The last post looked at the different kinds of subjunctive. The subjunctive mood of the verb is sometimes confused with conditional sentences. That may be because English can use the were subjunctive in a conditional sentence such as If I were you, I’d ask for your money back, where were expresses ‘unreal meaning’. This use of were is discussed more fully in the earlier post.
The main types of conditional sentence as taught to foreign learners are called the first, second and third conditional.
The first conditional is seen in a sentence such as If you run you will catch the train. The verb in the if clause is in the present tense, while the main clause has the modal verb will followed by the plain form of the main verb. This form of the conditional is used in situations where the action envisaged is quite likely to happen.
In the second conditional, events are far less certain. If we doubt the commitment and perhaps physical state of the person we’re talking to, we might say If you ran, you would catch the train. Here the verb in the if clause is in the past tense, while the main clause has would followed again by the plain form of the main verb. It can also occur more formally as If you were to run you would catch the train, and this can be inverted, without if, as Were you to run you would catch the train.
The third conditional is used in a situation where all hope of catching the train is lost, because it has left the station at the time of speaking. In those circumstances, we might say If you had run, you would have caught the train. To form that conditional sentence we use the past tense of have followed by the plain form of the main verb in the if clause. In the main clause we again use the modal verb would as in the second conditional, but follow it with have and the past participle of the main verb. This, too, can be inverted without if: Had you run, you would have caught the train.

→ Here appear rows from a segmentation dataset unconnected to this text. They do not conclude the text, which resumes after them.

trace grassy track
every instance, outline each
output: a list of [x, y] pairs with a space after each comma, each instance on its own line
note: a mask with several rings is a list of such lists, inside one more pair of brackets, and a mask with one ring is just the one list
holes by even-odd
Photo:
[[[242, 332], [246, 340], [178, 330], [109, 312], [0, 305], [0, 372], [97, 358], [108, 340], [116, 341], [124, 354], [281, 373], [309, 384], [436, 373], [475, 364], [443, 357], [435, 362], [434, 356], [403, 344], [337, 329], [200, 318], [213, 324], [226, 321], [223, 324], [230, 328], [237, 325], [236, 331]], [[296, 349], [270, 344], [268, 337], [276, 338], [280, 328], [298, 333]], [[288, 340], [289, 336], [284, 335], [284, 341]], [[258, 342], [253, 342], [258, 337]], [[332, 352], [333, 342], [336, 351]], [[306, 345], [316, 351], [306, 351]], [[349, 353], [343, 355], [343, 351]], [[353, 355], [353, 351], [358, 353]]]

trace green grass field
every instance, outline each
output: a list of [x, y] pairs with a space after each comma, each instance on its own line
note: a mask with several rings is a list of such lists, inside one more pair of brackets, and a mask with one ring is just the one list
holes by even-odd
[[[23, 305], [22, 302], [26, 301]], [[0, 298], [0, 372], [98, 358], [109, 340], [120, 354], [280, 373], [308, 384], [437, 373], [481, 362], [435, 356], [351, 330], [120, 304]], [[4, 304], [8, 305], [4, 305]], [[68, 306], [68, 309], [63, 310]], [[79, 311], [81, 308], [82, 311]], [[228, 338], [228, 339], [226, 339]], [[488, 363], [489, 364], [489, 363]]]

This framework of three conditionals may be helpful to foreign learners, but more advanced students will want to know that it does not entirely reflect the reality, and that several other conditional sentences are also possible. One, sometimes known as the ‘zero conditional’, is used for a statement of what is generally believed to be a fact. For example, If water reaches 100 degrees, it boils. Here both verbs are in the present tense. Several other conditional sentences using combinations of verb phrases are also possible.